December 17, 2010—Congress Passes Critical CRE Tax Legislation

BOMA INTERNATIONAL

December 17, 2010

Late last night, Congress passed an $859 billion tax bill, which includes provisions that will strengthen commercial real estate and economic recovery. The legislation includes two tax extensions that will greatly affect real estate: the 15 percent tax rate on capital gains through 2012 and the 15–year timeline for depreciating leasehold improvements, retroactive to January 1, 2010 and through December 2011. The bill’s passage comes at a critical time, providing needed tax relief for a still fragile commercial real estate industry.

BOMA International’s advocacy team worked diligently to educate members of Congress about how the legislation would affect commercial real estate. In a December 9 letter to Congress, BOMA explained that “with the commercial real estate sector still grappling with an unprecedented liquidity challenge, now is not the time to increase the cost of investment and operation of commercial properties.” Citing a special report issued by the Congressional Oversight Panel in early 2010, BOMA stated that approximately $1.4 trillion in commercial real estate loans will expire between 2010 and 2014; in nearly half of those cases, the borrower owes more than the underlying property is currently worth.

Leasehold improvements, also known as tenant improvements, include changes to walls, floors, ceilings, lighting and plumbing to meet the needs of a new or existing tenant. With the average commercial real estate lease running from five to ten years, requiring these improvements to be depreciated over a 39 year period—which would have occurred if Congress had not passed the extension of the 15–year timeline—is simply a hidden and inequitable tax on the industry. By extending the 15–year timeline, Congress is helping to free up capital for building owners and add desperately needed jobs to the overall economy. It is estimated that the leasehold depreciation extension will save members of the industry $3.6 billion dollars over ten years.

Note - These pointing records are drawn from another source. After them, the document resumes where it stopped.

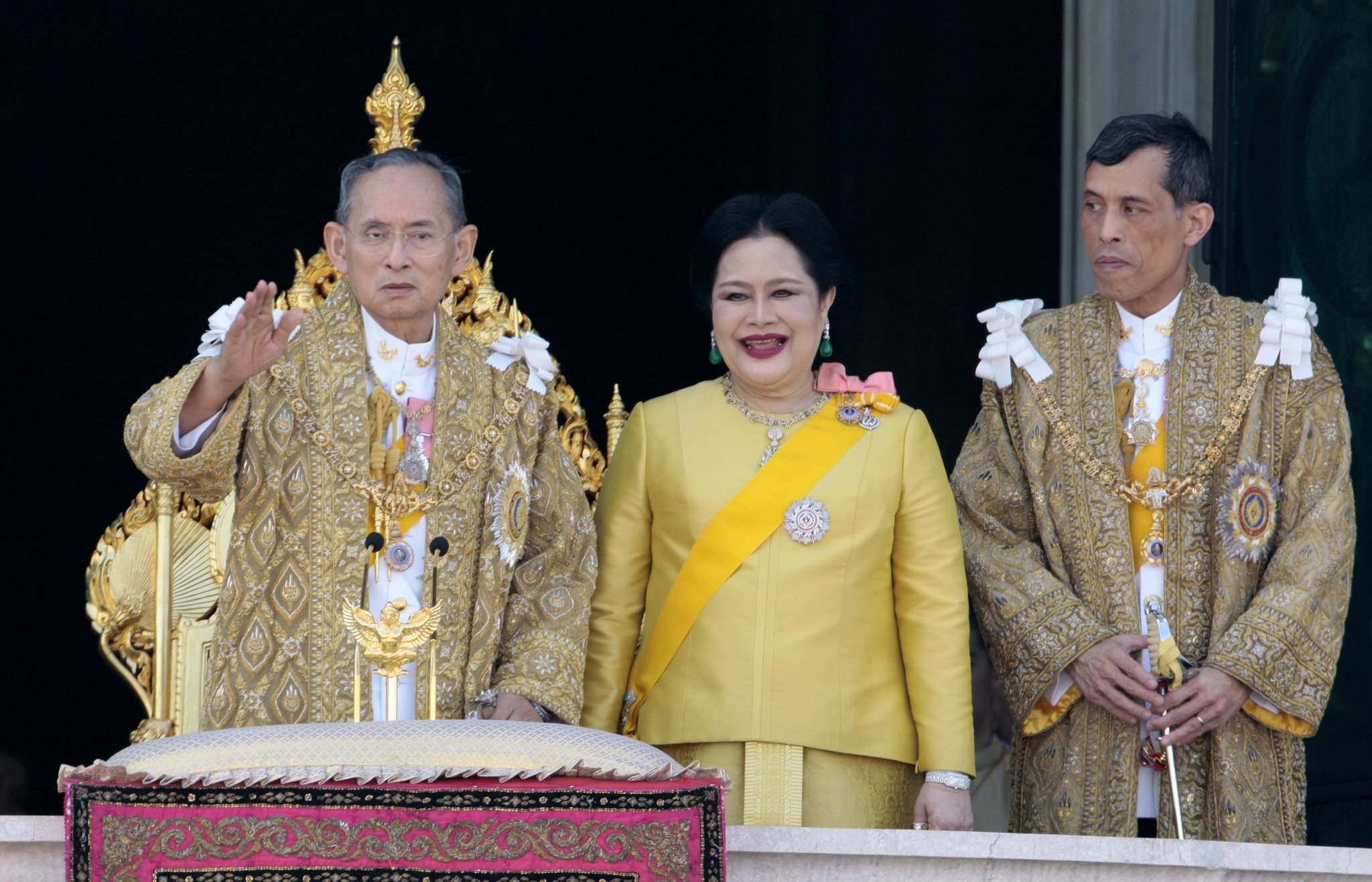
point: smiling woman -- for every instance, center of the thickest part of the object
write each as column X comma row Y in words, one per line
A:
column 805, row 616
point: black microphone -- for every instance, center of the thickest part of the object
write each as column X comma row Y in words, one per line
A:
column 437, row 546
column 372, row 544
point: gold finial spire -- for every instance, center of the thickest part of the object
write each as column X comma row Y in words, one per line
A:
column 615, row 420
column 394, row 106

Extending the current 15 percent capital gains taxes rate will help stimulate prudent investment as well as promote a reasonable expansion of construction activity in the office building industry. The extension will also encourage a range of desirable economic activities: the acquisition and development of commercial properties; lending to finance or refinance investment in those properties; and the employment of skilled workers involved in construction, renovation and remodeling work.